O projeto em análise trata da adoção de um novo modelo de gestão nos Centros Regionais de Saúde (CRS) dos bairros Tiradentes e Aero Rancho
A Comissão Permanente de Saúde da Câmara Municipal de Campo Grande se reuniu, na manhã desta quinta-feira (26), com o Conselho Municipal de Saúde para dar continuidade às discussões sobre a proposta que prevê a transferência da gestão de duas unidades da rede pública para Organizações Sociais (OSs). Ao final do encontro, ficou definida a realização de uma audiência pública no dia 9 de abril, às 14h, com o objetivo de ampliar o debate e ouvir diferentes setores da sociedade.
O projeto em análise trata da adoção de um novo modelo de gestão nos Centros Regionais de Saúde (CRS) dos bairros Tiradentes e Aero Rancho. A proposta, no entanto, tem gerado divergências, principalmente após o posicionamento contrário do Conselho Municipal de Saúde e a mobilização de servidores durante a sessão ordinária realizada no mesmo dia.
Diante do cenário, a Câmara Municipal busca atuar como mediadora do debate, priorizando a transparência e a participação popular antes de qualquer decisão sobre o tema.
O presidente da Casa de Leis, vereador Epaminondas Neto, conhecido como Papy, destacou que o processo será conduzido com cautela.
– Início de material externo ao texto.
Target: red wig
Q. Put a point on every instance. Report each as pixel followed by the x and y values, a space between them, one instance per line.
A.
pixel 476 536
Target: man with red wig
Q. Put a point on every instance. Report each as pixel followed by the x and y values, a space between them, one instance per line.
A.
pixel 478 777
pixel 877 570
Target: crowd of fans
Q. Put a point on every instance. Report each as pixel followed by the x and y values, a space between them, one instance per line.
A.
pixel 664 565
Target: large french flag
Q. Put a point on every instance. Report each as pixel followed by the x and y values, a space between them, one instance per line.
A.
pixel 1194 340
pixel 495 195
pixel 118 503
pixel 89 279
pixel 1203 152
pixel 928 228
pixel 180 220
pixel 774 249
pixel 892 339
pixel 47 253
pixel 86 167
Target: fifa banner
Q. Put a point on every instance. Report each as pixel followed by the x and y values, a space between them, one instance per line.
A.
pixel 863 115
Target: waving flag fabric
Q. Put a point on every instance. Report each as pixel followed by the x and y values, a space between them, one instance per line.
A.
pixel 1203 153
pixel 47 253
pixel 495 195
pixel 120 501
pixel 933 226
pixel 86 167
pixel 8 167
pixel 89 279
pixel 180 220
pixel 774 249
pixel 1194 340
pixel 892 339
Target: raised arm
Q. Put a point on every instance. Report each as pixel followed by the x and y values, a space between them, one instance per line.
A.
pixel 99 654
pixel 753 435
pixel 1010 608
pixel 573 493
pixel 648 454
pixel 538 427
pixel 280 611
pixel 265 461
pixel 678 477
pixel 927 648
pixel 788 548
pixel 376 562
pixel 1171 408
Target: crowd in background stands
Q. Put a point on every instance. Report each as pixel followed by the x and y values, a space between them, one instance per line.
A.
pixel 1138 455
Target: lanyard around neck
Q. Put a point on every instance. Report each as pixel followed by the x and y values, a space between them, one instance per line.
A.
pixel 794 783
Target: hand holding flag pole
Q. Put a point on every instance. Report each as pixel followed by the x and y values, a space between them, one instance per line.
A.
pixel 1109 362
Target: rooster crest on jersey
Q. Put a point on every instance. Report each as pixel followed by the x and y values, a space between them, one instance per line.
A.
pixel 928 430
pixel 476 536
Segundo ele, a intenção é garantir que a população compreenda a proposta antes de qualquer deliberação. Já o presidente da Comissão de Saúde, vereador Dr. Victor Rocha, afirmou que o Legislativo seguirá ouvindo todas as partes envolvidas, ressaltando que os desafios enfrentados nas unidades de saúde têm origem estrutural e não estão diretamente ligados ao trabalho dos servidores.
Representando o Conselho Municipal de Saúde, o presidente Jader Vasconcelos reafirmou a posição contrária à proposta. Ele destacou que o órgão tem papel deliberativo e defendeu que os problemas da saúde pública na Capital estão relacionados à gestão, não sendo solucionados, segundo ele, pela adoção de Organizações Sociais.
A audiência pública deve reunir representantes do Executivo, profissionais da saúde, entidades de classe e a população, reforçando o compromisso do Legislativo com um debate amplo antes de qualquer encaminhamento do projeto.